By David Milliken and Mark John
LONDON (Reuters) – Britain will be on course for more distant economic ties with the European Union, making the country poorer, if Prime Minister Boris Johnson wins parliamentary backing for the Brexit deal he clinched with Brussels on Thursday.
Compared with the deal his predecessor Theresa May reached last year – which parliament rejected three times – Johnson’s deal aims for less regulatory alignment with the EU, and greater trade barriers between Britain and its largest trading partner.
Johnson now faces a fight to convince parliament, where his Conservative Party lacks a majority, to approve the deal in a vote due to take place on Saturday.

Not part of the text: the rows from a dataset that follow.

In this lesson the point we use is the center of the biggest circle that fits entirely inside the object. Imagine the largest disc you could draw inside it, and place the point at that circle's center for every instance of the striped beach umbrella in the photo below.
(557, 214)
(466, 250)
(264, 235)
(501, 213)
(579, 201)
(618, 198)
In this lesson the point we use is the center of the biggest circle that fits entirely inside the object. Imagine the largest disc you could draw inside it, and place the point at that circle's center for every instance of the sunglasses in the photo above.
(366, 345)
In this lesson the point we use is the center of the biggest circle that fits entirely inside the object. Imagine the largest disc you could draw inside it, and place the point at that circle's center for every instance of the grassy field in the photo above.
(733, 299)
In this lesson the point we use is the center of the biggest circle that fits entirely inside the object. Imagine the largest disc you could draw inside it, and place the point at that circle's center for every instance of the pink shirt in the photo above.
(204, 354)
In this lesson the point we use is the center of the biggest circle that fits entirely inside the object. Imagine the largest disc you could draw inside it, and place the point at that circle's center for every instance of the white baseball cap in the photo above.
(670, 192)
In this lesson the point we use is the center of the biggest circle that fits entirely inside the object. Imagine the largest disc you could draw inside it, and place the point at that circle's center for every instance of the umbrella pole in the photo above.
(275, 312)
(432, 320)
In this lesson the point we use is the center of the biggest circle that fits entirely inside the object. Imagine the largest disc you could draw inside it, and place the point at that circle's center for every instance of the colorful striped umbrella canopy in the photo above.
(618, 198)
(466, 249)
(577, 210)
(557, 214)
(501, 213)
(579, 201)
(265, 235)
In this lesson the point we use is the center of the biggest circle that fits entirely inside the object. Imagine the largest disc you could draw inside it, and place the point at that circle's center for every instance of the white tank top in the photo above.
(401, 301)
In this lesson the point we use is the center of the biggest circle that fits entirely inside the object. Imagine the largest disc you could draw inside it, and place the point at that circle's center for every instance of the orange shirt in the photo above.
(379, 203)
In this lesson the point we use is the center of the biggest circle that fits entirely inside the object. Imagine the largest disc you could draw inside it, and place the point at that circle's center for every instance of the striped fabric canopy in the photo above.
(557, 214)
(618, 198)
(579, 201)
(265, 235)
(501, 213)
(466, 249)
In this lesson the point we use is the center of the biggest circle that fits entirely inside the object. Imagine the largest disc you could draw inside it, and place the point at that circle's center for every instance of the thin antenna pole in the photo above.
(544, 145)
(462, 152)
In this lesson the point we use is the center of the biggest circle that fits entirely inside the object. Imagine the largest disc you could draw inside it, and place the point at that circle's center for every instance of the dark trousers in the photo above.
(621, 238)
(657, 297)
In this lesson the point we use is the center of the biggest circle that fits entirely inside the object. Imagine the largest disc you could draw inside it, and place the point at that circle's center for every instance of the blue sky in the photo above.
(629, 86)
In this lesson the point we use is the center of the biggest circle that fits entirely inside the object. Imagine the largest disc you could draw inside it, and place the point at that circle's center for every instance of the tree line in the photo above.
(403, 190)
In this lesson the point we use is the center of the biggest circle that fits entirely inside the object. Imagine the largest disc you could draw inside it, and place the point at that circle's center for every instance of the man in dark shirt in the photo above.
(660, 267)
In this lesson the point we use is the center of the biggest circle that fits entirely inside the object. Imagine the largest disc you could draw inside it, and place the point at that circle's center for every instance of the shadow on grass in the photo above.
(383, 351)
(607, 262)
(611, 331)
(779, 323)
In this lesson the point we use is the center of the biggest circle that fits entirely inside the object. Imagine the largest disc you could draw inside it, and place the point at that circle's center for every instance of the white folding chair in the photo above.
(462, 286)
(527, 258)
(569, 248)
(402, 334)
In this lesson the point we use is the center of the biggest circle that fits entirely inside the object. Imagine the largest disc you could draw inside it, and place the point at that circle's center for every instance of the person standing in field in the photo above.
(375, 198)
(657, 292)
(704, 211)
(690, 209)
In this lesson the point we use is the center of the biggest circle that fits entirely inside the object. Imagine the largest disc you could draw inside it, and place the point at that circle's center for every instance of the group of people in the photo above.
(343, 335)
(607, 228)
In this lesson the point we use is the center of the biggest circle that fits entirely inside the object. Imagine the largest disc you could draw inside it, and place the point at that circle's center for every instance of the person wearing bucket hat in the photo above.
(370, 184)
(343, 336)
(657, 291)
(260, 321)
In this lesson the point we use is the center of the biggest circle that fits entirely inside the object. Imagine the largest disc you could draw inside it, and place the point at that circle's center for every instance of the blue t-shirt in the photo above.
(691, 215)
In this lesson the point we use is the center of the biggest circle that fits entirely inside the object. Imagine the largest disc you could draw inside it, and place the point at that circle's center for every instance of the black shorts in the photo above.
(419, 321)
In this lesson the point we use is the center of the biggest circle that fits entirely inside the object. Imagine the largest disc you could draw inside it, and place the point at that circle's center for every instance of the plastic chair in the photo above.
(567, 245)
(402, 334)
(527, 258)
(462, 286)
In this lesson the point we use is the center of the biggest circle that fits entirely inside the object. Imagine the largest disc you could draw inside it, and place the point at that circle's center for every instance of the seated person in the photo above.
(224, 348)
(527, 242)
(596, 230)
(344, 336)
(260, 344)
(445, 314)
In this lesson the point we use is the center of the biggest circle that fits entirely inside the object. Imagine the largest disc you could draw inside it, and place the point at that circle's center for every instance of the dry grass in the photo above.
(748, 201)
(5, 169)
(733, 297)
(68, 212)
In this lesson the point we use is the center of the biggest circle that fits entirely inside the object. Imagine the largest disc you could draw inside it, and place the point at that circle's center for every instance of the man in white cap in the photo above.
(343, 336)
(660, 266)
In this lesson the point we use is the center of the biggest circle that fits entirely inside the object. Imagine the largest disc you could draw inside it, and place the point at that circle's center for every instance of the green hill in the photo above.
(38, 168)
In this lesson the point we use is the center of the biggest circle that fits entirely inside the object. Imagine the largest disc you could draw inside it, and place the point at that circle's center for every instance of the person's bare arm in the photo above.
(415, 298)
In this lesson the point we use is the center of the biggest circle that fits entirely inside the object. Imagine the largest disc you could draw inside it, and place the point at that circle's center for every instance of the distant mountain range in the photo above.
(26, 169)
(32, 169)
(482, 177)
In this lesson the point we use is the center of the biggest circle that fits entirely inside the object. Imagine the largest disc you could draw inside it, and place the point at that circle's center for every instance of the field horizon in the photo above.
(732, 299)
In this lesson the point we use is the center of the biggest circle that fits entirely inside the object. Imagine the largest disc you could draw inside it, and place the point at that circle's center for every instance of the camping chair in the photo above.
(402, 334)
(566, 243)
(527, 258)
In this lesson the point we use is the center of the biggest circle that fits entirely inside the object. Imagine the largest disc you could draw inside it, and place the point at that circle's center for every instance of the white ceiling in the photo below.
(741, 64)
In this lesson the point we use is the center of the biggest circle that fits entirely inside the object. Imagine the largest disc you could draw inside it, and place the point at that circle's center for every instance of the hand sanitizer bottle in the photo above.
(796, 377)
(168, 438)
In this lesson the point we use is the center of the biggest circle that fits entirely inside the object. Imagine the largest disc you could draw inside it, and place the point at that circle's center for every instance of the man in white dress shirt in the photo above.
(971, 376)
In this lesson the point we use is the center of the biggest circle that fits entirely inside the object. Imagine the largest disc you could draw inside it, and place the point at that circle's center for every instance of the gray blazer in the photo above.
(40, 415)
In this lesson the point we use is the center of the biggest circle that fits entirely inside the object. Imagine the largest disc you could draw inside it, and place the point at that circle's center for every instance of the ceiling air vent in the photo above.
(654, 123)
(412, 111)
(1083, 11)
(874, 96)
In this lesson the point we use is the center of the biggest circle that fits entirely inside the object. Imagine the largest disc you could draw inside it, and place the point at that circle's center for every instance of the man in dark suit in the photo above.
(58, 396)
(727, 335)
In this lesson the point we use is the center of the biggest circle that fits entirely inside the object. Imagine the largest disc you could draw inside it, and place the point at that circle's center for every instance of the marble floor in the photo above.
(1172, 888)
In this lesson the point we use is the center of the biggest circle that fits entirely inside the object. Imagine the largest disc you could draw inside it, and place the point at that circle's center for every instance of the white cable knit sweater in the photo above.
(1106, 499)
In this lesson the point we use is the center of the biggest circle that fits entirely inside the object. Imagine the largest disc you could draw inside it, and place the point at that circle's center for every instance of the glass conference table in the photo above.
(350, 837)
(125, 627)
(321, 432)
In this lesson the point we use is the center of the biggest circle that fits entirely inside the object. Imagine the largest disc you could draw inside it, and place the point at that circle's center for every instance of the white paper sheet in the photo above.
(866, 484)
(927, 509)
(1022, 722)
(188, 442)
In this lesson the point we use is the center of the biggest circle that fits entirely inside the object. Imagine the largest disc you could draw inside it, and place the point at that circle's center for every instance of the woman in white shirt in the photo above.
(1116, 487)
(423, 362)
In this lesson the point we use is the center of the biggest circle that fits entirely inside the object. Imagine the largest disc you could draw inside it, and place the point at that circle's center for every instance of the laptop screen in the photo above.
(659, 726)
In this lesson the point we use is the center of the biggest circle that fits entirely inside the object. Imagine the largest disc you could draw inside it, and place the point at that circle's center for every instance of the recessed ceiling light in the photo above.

“Even if Boris Johnson does manage to close the deal, investor celebration of this might soon be dampened by the recognition that this is a fairly hard Brexit,” said Paul O’Connor, a fund manager at Janus Henderson.
Britain’s finance ministry and almost all external economists have forecast that increased trade barriers will cause the British economy to grow more slowly than if it were to stay in the EU, and the damage increases as trade barriers rise.
Based on what was known of Johnson’s plans last week, UK in a Changing Europe estimated that they would make Britons more than 6% poorer on a per capita basis than staying in the EU – equivalent to 2,000 pounds per year in the medium term.
May’s deal would have reduced income by just under 5% per head, while a so-called no-deal Brexit – which would leave Britain trading purely on World Trade Organization terms – would lower incomes by just over 8%.
Anand Menon, UK in a Changing Europe’s director, said the estimates did not need to be changed significantly after Thursday’s deal. He expected Johnson to push back against the ‘level playing field’ requirements on regulatory alignment that the EU wants in a close future trading relationship.
By contrast, the opposition Labour Party has said it would seek a closer trading relationship with more alignment with EU rules on the environment and worker protections if it was in charge of talks after Britain left the EU.
British finance minister Sajid Javid rejected attempts to show Johnson’s deal would have a bigger hit on the economy than May’s one, saying it was “self evident” that it would end the uncertainty that has held back company investment.
Javid, speaking to reporters in Washington, also said Johnson’s plan offered more promise for striking trade agreements with countries around the world because of the more distant proposed relationship with the EU.
If Britain leaves the EU on Oct. 31, as scheduled, Johnson’s agreement ensures a transition period lasting until at least the end of 2020 during which there will be no big economic change.
This period can be extended until the end of 2022, while Britain and the EU negotiate a new trade arrangement with fewer shared rules and new restrictions on cross-border trade in goods and services.
Financial markets have reacted positively to the deal, as it lowers the risk of a disruptive no-deal Brexit.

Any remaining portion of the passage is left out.